Ya a finales de 1976 aparecen los primeros testimonios anónimos sobre La Perla. Poco tiempo después, entre 1979 y 1980, los de algunos sobrevivientes en el exilio. Aquellos documentos recopilaban cientos de nombres, datos y organigramas. Además de escenas kafkaianas que obligan a apartar la vista o enjugar lágrimas para seguir leyendo. Pero esos relatos, sobre todo, decían algo difícil de asimilar en aquel momento: los desaparecidos estaban muertos. Portadores de noticias, pero malas, los sobrevivientes fueron a la vez requeridos y rechazados, interpelados. Siempre interpelados: si tantos no volvieron ¿Por qué ellos sí?

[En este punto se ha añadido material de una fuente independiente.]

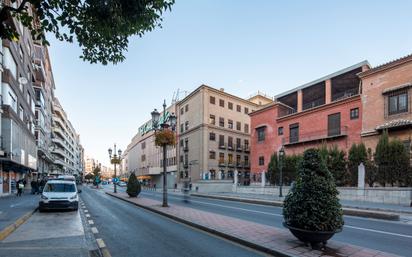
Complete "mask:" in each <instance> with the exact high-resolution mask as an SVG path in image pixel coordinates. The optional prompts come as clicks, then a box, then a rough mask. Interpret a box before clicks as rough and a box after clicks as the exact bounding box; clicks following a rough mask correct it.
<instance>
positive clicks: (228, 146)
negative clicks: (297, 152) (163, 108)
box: [177, 85, 272, 184]
mask: <svg viewBox="0 0 412 257" xmlns="http://www.w3.org/2000/svg"><path fill="white" fill-rule="evenodd" d="M251 100H252V101H249V100H245V99H242V98H239V97H236V96H234V95H231V94H228V93H226V92H225V91H224V90H223V89H220V90H218V89H215V88H212V87H209V86H206V85H202V86H200V87H198V88H197V89H196V90H194V91H193V92H192V93H190V94H189V95H188V96H186V97H185V98H184V99H182V100H181V101H179V102H178V104H177V111H178V112H177V113H178V115H177V117H178V122H177V124H178V128H177V131H178V145H177V153H178V170H179V181H182V180H183V179H187V178H190V180H191V181H192V182H196V181H198V180H233V179H234V174H235V171H237V172H238V176H239V178H240V180H239V181H240V183H245V184H247V183H249V175H250V132H251V128H250V117H249V113H250V112H254V111H255V110H258V109H259V108H260V107H261V105H259V102H260V103H261V104H263V103H266V102H271V101H272V100H271V99H270V98H267V97H264V96H260V95H256V96H254V97H253V98H252V99H251Z"/></svg>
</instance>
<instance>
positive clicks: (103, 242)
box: [96, 238, 106, 248]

Devenir testigos fue para los sobrevivientes un hecho vital, pero no por ello sencillo. Sostener el relato de los horrores que portaban en sus memorias y en sus cuerpos a lo largo de cuatro décadas tampoco. Por mucho tiempo, invisibilizar las propias experiencias fue el modo de lidiar con esa tensión, obviando el hecho casi obvio de que detrás de cada relato hay un sujeto que pasó por las mismas experiencias que los que no volvieron; un sujeto que demuestra –con su propia existencia, con su relato- la fragilidad de la línea que separa a los vivos de los muertos.

Esa tensión delineó el sinuoso camino de sus testimonios, y con ello de sus identidades. Los sobrevivientes –señala Ludmila Da Silva Catela- todavía son acusados socialmente “Sobre ellos se ejerce la violencia simbólica de la culpa, por ‘haber impuesto la violencia política en los ’70; ‘por haber sobrevivido’; son silenciados porque sólo ellos pueden contar la deshumanización de los centros clandestinos de detención”. A cuarenta años -uno podría preguntarse- qué nuevas vías simbólicas, qué nuevas preguntas interrogan a esos tabúes y silencios.

Lineal o circular,  la paradoja entre la necesidad social de saber y no saber, ciertos ciclos, parecen repetirse a lo largo de la historia y no ser exclusivos de nuestra propia tragedia. Desde mitos que se remontan al comienzo de nuestra era, como la historia de Masada y pueblo de Israel, pasando por tragedias más contemporáneas como la Shoa, la asociación de la supervivencia con la cobardía o la traición y la simultánea importancia de esos hombres y mujeres memoria marcan una paradoja que, como esquema, parece mantenerse a lo largo de los siglos.

Círculos y ciclos. Sobrevivientes de la Shoa tan célebres como Primo Levi, destacaron la imposibilidad social de la escucha hasta la tercera década, en la cual la era del testigo al decir de Wieviorka, (re)conoció a los sobrevivientes como sujetos activos del relato.

En el caso argentino, matrices de interpretación y ciclos se repiten. La escena judicial contemporánea y la demoledora consistencia de los horrores sufridos, relatada día tras día por cientos de testigos, parece haber dado otra textura a esas experiencias y, con ello, propiciado el (re)conocimiento de sus portadores.

¿Qué será de todo aquello en el futuro? ¿Cómo serán apropiadas esas historias por las generaciones venideras? Al día de hoy, el reanudamiento de procesos penales por los crímenes cometidos durante la dictadura, la investigación judicial y la llevada adelante en los ex campos de concentración devenidos en Sitios de Memoria, echan luz sobre la sistematicidad del exterminio y reúnen un importante corpus para la reconstrucción histórica de lo que el mismo significó fácticamente. Pero la actualidad del relato sobre ese tiempo-espacio de la vida nacional y el significado ético y político del exterminio, lo que “queda” de la instalación de campos de concentración en nuestras sociedades -dentro del cual los sobrevivientes constituyen una de sus principales encarnaduras- continúa siendo un terreno de constante resignificación en torno a “los ‘70” como lugar de memoria.

Por Mariana Tello Weiss

Doctora en Antropología Social. Investigadora en el Espacio para la Memoria “La Perla” y docente en la Licenciatura en Antropología (UNC).